Model isotherms were calculated using the prescriptions of Tarazona for density dependent weighting functions and cylindrical pore geometry. The pore wall potential is described by the Lennard-Jones potential of interaction between a gas molecule and the graphitic surface of an infinitely long cylinder.

This model is particularly useful for characterizing carbon single-wall nanotubes. The reported pore size range is from 3.5 to 1000 angstroms.

References:

P. Tarazona, Phys. Rev. A 31: 2672 (1985).
Idem, Phys. Rev. A 32: 3148 (1985).
P. Tarazona, U. M. B. Marconi, and R. Evans, Mol. Phys. 60: 573 (1987).

N2 - Carbon Cylinder, multi-wall nanotube by NLDFT
Ar - Argon Cylinder, multi-wall nanotube by NLDFT

Geometry:

Cylinder

Substrate:

Carbon

Category:

Porosity

Method:

Nitrogen at 77 K; Argon at 87 K

Model isotherms were calculated using the prescriptions of Tarazona for density dependent weighting functions and cylindrical pore geometry. The pore wall potential is described by the Lennard-Jones potential of interaction between a gas molecule and multiple concentric graphitic surfaces of infinitely long cylinders.

This model is particularly useful for characterizing carbon multi-wall nanotubes. The reported pore size range is from 3.5 to 1000 angstroms.

References:

P. Tarazona, Phys. Rev. A 31: 2672 (1985).
Idem, Phys. Rev. A 32: 3148 (1985).
P. Tarazona, U. M. B. Marconi, and R. Evans, Mol. Phys. 60: 573 (1987)

Ar - Zeolites H-Form by NLDFT

Geometry:

Cylinder

Substrate:

Zeolite

Category:

Porosity

Method:

Argon at 77 K

Model isotherms were calculated using the prescriptions of Tarazona for density dependent weighting functions and cylindrical pore geometry. The pore wall potential is described by the Lennard-Jones potential of interaction between a gas molecule and the oxide surface of an infinitely long cylinder.

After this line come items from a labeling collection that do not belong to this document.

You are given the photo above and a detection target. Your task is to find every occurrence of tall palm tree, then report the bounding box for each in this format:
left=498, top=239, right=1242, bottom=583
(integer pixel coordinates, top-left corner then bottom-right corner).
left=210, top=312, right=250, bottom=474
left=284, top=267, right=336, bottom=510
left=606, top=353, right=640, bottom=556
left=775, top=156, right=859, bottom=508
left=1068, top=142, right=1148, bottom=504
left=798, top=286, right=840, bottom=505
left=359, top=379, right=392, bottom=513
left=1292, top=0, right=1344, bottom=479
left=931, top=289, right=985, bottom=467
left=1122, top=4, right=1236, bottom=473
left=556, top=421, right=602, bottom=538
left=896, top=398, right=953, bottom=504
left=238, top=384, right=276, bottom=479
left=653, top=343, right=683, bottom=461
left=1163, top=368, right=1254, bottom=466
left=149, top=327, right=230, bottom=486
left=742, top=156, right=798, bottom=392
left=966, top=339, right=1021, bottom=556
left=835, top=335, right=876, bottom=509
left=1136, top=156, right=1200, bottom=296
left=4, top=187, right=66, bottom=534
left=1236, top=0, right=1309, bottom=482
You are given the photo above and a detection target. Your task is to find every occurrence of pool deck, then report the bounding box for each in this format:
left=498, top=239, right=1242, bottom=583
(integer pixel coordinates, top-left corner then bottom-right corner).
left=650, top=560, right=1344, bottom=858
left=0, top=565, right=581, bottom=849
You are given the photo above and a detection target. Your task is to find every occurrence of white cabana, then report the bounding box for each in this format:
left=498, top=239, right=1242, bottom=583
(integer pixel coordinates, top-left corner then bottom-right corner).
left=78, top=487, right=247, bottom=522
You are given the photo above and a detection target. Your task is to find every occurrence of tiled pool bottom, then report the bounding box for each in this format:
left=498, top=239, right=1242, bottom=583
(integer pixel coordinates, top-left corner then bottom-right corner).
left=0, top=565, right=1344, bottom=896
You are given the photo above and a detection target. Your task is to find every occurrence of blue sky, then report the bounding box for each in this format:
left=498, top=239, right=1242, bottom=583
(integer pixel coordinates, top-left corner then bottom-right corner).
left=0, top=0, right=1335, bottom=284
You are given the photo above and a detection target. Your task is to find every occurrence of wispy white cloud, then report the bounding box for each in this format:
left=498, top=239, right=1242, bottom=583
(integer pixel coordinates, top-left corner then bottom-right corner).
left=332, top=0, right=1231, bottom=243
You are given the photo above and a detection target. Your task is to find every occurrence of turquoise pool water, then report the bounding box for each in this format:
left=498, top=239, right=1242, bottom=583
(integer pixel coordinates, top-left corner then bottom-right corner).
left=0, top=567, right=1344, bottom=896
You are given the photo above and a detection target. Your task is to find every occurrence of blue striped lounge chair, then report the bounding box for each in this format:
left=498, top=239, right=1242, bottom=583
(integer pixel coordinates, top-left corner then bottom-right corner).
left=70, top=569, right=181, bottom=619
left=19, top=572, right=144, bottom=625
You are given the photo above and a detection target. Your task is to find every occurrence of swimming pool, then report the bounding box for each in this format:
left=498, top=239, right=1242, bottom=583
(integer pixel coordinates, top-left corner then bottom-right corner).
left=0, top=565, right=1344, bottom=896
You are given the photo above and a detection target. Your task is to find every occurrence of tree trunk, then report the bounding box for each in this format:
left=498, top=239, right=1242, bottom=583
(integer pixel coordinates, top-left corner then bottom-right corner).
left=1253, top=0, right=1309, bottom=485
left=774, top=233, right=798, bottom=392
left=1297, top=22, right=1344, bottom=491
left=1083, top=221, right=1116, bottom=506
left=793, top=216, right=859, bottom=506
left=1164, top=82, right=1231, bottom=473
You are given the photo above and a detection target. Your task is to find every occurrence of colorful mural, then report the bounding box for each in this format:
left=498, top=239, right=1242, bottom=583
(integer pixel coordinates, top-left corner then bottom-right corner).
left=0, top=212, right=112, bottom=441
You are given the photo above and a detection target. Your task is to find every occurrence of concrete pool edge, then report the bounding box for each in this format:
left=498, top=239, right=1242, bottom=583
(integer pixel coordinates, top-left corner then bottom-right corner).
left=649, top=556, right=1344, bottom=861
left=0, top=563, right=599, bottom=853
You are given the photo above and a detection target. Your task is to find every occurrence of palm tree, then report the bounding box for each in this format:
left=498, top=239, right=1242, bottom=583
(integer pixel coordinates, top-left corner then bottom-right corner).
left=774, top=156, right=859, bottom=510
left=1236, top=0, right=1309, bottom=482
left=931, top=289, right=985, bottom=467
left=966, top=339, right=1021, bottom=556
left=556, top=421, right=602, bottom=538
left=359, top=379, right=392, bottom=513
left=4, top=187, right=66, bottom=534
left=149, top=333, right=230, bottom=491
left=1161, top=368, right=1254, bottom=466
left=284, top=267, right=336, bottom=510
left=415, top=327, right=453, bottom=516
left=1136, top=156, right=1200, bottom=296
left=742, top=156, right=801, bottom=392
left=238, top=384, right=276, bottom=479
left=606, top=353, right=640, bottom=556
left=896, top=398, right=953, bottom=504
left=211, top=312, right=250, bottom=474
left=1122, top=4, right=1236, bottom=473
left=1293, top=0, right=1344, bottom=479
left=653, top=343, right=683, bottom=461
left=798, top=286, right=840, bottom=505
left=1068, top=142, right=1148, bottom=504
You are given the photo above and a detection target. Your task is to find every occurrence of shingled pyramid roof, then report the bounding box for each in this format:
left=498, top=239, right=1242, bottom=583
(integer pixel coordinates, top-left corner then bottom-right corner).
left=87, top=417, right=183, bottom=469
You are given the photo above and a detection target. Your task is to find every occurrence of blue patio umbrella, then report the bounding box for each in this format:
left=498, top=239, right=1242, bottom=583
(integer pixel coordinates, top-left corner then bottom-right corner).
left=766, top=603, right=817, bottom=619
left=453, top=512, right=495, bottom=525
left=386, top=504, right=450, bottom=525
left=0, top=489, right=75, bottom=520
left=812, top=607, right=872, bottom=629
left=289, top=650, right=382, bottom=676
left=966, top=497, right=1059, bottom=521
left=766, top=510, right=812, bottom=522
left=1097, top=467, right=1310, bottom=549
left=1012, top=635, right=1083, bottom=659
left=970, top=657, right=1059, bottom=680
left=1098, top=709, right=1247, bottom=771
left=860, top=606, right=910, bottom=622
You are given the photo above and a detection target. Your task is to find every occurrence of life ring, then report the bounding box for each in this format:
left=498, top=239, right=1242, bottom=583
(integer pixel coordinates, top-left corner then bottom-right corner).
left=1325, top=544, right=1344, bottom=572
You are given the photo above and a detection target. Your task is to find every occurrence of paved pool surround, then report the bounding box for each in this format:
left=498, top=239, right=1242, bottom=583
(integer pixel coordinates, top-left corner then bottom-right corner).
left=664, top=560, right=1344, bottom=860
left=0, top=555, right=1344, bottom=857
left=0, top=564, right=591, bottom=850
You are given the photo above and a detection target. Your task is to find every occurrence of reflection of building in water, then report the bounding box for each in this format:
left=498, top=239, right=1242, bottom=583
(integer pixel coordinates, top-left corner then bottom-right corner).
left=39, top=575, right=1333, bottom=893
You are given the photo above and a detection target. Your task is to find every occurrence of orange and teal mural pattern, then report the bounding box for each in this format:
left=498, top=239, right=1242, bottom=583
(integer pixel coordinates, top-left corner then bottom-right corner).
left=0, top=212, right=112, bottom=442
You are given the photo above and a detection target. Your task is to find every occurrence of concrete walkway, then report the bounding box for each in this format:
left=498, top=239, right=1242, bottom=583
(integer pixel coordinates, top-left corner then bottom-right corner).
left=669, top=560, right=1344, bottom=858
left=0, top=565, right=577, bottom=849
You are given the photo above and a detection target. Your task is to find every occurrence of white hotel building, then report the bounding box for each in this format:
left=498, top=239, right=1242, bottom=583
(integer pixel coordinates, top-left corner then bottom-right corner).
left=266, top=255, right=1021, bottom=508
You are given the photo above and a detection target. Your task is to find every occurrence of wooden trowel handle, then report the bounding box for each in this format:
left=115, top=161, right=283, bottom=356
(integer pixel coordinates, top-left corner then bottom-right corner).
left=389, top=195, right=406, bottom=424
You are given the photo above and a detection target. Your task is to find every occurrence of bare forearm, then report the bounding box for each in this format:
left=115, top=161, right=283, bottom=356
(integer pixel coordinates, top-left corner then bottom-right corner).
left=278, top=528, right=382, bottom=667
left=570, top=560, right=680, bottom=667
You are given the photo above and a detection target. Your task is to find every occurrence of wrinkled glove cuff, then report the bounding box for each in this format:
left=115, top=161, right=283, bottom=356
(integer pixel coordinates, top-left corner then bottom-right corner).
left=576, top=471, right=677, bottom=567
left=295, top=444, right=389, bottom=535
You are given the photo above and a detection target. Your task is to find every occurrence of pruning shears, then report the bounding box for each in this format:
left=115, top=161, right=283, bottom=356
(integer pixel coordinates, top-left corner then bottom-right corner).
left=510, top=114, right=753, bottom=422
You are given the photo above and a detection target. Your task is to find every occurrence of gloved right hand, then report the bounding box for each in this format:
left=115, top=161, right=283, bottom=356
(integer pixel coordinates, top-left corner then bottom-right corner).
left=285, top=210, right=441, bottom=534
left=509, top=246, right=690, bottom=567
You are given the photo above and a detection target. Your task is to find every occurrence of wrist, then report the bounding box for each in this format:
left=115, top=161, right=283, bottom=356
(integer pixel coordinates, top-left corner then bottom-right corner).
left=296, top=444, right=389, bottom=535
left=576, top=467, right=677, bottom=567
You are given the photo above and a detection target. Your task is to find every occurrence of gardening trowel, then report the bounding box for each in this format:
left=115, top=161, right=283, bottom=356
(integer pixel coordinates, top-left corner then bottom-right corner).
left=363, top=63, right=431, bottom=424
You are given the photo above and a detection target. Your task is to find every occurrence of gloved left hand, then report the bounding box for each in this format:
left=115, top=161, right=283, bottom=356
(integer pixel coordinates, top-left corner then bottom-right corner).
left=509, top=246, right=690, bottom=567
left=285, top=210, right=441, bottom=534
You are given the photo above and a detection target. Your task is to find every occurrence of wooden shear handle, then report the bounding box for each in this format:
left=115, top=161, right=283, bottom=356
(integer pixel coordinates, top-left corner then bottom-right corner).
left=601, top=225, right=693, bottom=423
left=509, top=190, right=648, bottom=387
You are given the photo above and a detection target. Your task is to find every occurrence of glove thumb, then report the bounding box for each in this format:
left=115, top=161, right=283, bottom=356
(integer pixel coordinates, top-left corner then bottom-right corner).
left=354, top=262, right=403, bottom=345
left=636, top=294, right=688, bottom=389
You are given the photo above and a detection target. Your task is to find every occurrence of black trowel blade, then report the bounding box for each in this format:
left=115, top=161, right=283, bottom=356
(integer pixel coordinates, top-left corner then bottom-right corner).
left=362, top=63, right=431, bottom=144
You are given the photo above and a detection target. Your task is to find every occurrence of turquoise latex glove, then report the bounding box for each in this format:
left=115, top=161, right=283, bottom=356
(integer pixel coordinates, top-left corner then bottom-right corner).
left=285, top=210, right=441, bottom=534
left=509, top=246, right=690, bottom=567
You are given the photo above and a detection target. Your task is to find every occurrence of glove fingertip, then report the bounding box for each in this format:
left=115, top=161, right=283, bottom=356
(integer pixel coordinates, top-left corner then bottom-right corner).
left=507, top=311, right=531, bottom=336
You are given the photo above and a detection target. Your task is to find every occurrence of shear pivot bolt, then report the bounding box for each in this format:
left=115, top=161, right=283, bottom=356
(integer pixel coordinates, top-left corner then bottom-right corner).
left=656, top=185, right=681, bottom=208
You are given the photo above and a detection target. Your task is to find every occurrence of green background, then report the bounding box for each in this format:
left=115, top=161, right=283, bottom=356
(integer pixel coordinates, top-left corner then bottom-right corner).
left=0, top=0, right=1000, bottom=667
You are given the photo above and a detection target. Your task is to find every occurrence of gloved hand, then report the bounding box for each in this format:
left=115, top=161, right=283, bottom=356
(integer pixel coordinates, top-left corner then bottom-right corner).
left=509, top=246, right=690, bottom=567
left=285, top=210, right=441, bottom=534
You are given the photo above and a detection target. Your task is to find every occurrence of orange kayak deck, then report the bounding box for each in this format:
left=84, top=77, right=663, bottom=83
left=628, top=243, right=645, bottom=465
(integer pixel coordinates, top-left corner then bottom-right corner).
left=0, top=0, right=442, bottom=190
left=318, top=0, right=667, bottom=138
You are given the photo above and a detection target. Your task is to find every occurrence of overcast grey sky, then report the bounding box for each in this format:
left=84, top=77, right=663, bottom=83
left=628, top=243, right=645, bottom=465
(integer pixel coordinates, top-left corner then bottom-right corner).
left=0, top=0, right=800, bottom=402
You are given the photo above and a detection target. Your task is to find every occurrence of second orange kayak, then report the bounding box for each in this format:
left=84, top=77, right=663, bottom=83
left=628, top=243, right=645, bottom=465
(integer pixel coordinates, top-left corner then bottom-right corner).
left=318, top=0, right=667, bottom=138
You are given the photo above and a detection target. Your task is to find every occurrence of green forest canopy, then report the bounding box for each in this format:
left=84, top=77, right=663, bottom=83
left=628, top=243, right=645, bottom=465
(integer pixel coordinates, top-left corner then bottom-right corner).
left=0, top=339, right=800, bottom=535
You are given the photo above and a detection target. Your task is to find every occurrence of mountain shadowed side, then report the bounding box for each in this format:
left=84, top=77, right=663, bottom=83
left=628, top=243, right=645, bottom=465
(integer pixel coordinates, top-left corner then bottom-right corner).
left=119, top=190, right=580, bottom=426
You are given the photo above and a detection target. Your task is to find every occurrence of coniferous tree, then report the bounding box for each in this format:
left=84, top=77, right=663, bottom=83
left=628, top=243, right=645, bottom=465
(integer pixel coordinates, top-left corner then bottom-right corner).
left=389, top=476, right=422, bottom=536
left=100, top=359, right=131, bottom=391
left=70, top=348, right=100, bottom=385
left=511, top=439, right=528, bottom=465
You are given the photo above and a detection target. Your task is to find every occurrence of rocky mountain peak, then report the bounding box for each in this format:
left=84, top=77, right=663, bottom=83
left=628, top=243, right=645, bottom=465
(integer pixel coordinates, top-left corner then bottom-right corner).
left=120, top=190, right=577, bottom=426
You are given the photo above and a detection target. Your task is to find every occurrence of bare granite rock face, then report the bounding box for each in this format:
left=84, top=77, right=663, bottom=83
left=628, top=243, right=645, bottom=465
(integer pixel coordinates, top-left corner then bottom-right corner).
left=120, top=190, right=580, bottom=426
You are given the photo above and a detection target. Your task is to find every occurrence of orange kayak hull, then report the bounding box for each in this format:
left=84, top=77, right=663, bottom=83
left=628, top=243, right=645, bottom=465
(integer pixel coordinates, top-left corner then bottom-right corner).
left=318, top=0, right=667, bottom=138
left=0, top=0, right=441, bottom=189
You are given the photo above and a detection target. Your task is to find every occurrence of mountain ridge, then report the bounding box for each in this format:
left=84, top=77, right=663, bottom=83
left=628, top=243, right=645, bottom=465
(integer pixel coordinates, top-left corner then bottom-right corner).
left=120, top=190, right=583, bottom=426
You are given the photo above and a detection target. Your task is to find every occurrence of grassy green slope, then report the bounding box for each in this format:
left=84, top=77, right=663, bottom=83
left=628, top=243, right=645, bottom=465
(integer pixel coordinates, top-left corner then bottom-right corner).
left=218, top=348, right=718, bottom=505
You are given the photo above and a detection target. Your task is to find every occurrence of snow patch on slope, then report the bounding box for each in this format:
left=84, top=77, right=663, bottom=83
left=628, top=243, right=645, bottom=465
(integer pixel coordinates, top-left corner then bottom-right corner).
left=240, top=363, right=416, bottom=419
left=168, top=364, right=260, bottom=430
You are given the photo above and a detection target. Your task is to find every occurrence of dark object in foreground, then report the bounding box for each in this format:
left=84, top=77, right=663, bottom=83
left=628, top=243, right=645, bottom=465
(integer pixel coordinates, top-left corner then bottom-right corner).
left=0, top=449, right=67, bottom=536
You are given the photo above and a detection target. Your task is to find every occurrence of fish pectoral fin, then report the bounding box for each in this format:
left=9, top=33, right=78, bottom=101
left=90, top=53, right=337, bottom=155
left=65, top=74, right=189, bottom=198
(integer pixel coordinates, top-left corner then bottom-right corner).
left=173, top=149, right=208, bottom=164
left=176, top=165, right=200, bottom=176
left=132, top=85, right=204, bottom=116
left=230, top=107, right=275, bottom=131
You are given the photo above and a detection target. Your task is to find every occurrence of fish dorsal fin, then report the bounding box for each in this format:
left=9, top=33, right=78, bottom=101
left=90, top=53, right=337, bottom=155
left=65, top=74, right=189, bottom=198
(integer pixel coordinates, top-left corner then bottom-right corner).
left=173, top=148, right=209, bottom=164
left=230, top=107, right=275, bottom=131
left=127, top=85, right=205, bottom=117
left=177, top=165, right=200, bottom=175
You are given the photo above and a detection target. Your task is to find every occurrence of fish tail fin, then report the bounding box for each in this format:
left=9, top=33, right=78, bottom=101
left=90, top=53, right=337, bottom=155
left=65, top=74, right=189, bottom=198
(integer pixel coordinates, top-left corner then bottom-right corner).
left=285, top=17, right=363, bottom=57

This model is particularly useful for characterizing oxides and H+ and (NH4)+ exchanged zeolites. The reported pore size range is from 3.5 to 300 angstroms.

Ar - Zeolites Me-Form by NLDFT

Geometry:

Cylinder

Substrate:

Zeolite

Category:

Porosity

Method:

Argon at 77 K

Model isotherms were calculated using the prescriptions of Tarazona for density dependent weighting functions and cylindrical pore geometry. The pore wall potential is described by the Lennard-Jones potential of interaction between a gas molecule and the oxide surface of an infinitely long cylinder.

This model is similar to the model above, but it more appropriate is for characterizing alkali metal exchanged zeolites. The reported pore size range is from 3.5 to 300 angstroms.